Multiple researches published recently identified CD47/SIRPα axis as a promising immune checkpoint in tumors [48]. There are now a series of anti-CD47 antibodies and fusion proteins in clinical trials (NCT02216409, NCT02367196, NCT02678338, NCT02663518, NCT02641002, NCT02890368, NCT02953509, NCT02953782, NCT03013218, NCT03248479 and NCT03512340) and some other agents in preclinical investigation. These trials were aimed to detect the safety and effectiveness of these anti-CD47 antibodies or anti-CD47 fusion protein that consisted different IgG fragments such as IgG1 and IgG4. Hence, whether CD47-SIRPα disruption therapies are indeed safe and effective will be clearer in the coming years.
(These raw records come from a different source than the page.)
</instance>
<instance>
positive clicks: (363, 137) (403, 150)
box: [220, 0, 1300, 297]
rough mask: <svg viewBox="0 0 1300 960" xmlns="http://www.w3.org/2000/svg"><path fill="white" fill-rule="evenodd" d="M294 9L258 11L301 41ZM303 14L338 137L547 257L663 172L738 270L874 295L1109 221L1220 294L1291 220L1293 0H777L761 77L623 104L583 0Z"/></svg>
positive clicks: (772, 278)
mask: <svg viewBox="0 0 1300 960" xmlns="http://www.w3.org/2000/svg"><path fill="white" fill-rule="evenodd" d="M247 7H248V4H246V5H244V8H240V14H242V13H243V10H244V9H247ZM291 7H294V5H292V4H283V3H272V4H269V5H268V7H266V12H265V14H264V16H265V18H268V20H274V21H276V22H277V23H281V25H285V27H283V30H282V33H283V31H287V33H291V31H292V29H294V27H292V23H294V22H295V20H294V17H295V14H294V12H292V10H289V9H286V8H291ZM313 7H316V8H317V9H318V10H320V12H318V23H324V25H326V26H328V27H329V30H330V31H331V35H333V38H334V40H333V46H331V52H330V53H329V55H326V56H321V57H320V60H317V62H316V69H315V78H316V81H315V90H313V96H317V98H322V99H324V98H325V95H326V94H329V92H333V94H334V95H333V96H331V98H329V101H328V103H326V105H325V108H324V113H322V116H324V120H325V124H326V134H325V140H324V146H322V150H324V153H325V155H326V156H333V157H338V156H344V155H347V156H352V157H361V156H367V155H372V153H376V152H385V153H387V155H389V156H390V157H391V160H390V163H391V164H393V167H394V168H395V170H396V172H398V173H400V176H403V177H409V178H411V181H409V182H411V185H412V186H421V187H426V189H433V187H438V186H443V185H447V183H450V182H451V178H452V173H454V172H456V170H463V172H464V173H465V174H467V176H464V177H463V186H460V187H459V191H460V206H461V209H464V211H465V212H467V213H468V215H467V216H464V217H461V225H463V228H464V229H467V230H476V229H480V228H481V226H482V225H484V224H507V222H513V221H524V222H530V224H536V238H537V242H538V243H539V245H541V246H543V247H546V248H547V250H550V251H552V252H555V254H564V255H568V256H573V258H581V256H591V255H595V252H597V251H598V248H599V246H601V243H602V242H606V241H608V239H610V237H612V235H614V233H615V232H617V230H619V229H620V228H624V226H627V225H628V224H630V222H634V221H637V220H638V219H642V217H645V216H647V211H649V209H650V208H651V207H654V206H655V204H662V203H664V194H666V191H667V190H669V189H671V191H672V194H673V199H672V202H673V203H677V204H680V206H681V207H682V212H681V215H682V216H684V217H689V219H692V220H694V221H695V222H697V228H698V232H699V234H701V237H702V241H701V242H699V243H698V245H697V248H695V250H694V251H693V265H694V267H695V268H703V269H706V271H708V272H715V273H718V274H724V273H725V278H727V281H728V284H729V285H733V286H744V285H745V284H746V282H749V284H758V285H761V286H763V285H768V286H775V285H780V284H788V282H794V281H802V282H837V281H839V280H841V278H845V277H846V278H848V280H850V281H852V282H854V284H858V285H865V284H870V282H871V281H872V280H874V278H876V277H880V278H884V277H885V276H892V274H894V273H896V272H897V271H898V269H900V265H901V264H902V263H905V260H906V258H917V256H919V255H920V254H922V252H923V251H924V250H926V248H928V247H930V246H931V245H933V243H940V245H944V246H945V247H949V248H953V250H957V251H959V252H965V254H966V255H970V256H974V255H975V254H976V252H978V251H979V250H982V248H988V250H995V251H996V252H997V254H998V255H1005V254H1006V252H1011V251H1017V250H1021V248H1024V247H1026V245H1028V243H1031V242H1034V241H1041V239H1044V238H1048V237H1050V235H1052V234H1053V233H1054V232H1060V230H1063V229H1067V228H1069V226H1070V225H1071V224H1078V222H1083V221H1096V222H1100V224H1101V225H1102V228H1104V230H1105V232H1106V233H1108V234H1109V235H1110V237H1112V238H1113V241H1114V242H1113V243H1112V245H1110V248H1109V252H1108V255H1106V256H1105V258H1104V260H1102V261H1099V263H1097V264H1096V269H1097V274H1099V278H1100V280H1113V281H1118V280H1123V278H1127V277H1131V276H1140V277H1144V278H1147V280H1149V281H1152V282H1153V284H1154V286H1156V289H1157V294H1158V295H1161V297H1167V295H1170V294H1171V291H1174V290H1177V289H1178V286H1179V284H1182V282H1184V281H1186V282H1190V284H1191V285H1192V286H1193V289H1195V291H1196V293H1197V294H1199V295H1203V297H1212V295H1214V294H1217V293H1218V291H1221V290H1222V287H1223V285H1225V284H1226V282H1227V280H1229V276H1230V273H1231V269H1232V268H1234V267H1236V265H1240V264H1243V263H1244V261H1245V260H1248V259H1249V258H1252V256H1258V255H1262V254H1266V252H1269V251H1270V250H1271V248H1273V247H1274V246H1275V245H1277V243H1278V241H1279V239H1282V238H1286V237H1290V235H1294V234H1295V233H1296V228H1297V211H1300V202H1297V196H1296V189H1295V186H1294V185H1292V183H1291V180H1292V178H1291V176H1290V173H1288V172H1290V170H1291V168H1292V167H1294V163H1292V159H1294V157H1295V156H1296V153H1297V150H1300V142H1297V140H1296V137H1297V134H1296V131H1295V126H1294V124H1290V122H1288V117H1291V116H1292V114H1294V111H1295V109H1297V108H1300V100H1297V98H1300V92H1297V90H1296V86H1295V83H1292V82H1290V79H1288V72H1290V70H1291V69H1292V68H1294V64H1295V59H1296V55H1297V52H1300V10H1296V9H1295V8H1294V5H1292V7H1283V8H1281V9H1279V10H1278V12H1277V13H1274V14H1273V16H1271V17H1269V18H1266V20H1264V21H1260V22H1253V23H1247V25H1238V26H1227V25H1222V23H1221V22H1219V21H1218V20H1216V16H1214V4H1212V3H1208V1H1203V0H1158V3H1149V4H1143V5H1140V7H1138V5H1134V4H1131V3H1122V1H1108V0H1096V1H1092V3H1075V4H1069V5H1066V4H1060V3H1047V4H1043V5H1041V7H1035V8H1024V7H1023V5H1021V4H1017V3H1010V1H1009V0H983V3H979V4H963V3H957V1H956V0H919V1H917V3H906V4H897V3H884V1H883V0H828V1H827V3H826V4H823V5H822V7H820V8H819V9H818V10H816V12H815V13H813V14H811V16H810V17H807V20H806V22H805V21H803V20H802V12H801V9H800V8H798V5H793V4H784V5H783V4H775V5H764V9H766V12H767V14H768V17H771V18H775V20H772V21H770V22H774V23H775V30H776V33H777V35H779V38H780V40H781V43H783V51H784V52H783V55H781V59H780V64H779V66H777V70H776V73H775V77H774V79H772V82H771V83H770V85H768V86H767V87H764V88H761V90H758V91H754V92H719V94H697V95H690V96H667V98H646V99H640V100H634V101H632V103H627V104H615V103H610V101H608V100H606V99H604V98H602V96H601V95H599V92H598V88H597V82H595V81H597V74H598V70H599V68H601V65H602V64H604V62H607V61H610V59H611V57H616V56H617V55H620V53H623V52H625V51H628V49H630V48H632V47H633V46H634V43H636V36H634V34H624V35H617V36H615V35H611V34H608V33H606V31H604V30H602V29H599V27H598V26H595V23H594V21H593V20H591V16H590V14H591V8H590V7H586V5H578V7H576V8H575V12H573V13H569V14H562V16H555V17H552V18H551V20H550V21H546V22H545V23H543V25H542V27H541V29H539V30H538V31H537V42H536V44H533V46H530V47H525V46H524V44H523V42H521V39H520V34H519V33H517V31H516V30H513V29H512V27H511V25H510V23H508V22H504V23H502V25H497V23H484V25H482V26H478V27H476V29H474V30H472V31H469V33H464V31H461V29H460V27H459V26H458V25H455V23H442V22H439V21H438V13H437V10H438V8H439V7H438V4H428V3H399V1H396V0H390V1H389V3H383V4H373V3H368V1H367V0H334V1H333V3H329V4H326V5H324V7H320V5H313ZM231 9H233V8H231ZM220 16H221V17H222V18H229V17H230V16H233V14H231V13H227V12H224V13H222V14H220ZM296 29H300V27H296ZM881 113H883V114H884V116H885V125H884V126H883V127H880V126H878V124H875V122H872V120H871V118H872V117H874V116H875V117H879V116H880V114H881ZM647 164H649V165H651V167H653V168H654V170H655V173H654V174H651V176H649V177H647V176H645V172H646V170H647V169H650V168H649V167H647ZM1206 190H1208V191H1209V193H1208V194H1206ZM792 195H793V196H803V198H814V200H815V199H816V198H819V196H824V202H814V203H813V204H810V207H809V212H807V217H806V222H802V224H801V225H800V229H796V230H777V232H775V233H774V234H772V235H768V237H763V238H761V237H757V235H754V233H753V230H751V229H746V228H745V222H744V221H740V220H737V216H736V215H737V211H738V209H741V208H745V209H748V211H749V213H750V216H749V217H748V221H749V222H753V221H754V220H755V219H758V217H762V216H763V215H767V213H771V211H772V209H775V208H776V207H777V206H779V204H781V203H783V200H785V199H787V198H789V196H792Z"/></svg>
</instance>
However, there are some crucial issues that still need to be resolved. First, conceptual clarity is an important issue for the design of the most safe and effective CD47/SIRPα inhibitor and therapeutics. Second, given the ubiquitous expression of CD47 in normal tissues, there is some concern for off-target toxicity of anti-CD47 therapies. Third, what are the optimal combinations for cancer treatment by combinational use of checkpoint inhibitors and other therapeutic approaches? It could be expected that solving the above and related issues in the rapidly developing CD47-SIRPα blockade will have a major impact in cancer therapy.